Swazi Express Airways
| IATA | ICAO | Call sign |
| Q4 | SWX | SWAZI EXPRESS |
- Founded: 1995
- Ceased operations: April 2008
- Hubs: Matsapha Airport (Swaziland)
- Fleet size: 2
- Destinations: 5
- Headquarters: Matsapha, Swaziland
- Key people: Hans Steffen (CEO)

= Swazi Express Airways =

Airline based in Swaziland

Swazi Express Airways was an airline based in Swaziland and owned by Steffen Air Charter Services.

== History ==
The airline was established in 1995. It was then called Steffen Air, and later changed to Swazi Express Airways. The airline started operations in 1995 with a Cessna 210 (5 seater aircraft) with flights covering the following destinations: Matsapha (Swaziland), Maputo (Mozambique), and Vilanculos (Mozambique). In 1998 the Cessna 210 was upgraded to Cessna Caravan, (11 seater) and a new destination was added: Durban (South Africa). In 2002 the Cessna Caravan was upgraded to a Metro III, 19 seater.

Swazi Express ceased flight operations on 4 April 2008.

== Former destinations ==
- Swaziland (Matsapha Airport) - hub
- Maputo, Mozambique (Maputo International Airport)
- Vilanculos, Mozambique
- Durban, South Africa
- Johannesburg, South Africa

==Cargo services==
Type of cargo: parcels, express documents and mail.
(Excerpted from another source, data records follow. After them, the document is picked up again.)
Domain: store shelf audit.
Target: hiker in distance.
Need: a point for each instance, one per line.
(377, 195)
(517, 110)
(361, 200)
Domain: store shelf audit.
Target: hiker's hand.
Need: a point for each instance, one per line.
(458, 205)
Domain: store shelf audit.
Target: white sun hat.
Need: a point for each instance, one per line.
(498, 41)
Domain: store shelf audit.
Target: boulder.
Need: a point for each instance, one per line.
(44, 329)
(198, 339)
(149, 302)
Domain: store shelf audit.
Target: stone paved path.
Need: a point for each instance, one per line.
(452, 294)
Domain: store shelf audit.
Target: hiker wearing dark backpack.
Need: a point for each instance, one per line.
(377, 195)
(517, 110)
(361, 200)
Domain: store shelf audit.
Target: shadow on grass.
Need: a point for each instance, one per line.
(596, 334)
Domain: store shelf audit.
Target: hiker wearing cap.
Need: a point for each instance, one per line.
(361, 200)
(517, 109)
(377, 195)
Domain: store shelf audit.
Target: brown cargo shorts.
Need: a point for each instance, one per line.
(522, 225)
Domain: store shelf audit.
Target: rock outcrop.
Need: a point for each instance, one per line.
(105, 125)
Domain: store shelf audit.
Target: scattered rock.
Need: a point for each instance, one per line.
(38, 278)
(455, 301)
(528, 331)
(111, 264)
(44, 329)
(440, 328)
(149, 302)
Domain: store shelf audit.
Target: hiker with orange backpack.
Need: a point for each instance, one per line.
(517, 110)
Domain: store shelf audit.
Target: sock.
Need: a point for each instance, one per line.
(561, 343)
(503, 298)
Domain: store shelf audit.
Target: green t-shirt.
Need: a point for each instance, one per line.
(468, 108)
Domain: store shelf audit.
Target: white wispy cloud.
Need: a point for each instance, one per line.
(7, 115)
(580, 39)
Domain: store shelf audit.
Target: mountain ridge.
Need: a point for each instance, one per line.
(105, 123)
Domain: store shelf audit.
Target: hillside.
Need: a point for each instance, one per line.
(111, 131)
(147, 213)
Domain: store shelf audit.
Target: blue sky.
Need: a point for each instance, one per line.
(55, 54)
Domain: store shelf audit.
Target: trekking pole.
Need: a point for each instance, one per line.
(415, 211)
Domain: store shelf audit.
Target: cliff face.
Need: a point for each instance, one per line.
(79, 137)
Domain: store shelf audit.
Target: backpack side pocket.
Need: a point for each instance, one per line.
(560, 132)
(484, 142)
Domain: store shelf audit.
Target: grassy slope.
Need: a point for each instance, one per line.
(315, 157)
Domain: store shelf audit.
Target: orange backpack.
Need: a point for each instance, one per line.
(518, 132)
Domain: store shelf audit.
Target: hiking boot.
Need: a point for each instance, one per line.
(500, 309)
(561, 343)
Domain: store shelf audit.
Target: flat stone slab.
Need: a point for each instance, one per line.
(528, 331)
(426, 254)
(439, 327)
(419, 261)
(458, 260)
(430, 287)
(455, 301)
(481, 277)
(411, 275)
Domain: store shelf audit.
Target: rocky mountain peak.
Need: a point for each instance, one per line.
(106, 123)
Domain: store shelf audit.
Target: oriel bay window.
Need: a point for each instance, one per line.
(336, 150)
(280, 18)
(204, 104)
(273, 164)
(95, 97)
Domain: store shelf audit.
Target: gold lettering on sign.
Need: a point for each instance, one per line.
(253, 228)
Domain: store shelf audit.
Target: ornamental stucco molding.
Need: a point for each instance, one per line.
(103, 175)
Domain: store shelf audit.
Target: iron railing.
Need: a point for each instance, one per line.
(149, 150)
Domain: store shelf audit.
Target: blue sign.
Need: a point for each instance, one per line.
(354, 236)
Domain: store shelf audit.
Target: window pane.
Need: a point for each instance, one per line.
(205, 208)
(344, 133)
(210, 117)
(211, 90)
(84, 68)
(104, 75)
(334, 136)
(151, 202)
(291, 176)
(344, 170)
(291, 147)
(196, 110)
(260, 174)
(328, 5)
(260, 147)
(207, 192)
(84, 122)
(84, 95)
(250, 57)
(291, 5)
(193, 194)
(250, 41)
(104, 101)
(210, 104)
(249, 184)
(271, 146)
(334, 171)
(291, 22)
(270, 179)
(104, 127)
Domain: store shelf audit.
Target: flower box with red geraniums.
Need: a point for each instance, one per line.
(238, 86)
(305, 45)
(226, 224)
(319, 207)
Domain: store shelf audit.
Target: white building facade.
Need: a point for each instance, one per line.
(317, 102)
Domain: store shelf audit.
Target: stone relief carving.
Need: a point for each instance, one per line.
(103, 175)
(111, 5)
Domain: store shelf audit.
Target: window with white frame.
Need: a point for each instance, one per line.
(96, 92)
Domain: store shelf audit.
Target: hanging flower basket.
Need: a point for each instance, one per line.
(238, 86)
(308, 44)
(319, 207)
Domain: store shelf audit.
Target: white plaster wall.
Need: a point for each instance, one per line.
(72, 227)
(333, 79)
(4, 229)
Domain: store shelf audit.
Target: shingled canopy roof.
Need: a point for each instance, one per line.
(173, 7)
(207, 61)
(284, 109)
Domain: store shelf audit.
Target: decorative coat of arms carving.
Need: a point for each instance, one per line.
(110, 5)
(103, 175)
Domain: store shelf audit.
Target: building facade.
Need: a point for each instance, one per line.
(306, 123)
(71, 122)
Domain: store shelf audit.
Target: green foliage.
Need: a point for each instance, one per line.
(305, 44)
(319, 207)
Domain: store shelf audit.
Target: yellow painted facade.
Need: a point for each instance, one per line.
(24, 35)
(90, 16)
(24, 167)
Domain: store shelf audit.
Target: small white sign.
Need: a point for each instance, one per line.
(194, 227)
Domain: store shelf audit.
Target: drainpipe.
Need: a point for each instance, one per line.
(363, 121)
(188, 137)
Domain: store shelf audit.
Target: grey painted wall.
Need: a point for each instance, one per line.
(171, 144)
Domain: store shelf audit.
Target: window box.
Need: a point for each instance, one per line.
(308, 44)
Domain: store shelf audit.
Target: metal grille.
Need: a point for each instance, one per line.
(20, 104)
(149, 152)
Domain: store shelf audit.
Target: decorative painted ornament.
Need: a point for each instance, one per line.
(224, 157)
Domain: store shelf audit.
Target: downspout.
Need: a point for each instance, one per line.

Services available on routes:

- Durban (South Africa)
- Maputo International Airport - Maputo (Mozambique)
- Matsapha Airport (Swaziland) (hub)
- Vilanculos (Mozambique)

== Fleet ==
The Swazi Express Airways fleet consisted of the following aircraft (as of February 2008):
- 1 ATR 42-300
- 1 Fairchild Metro III

As of February 2008, the average age of the Swazi Express Airways fleet was 19.6 years.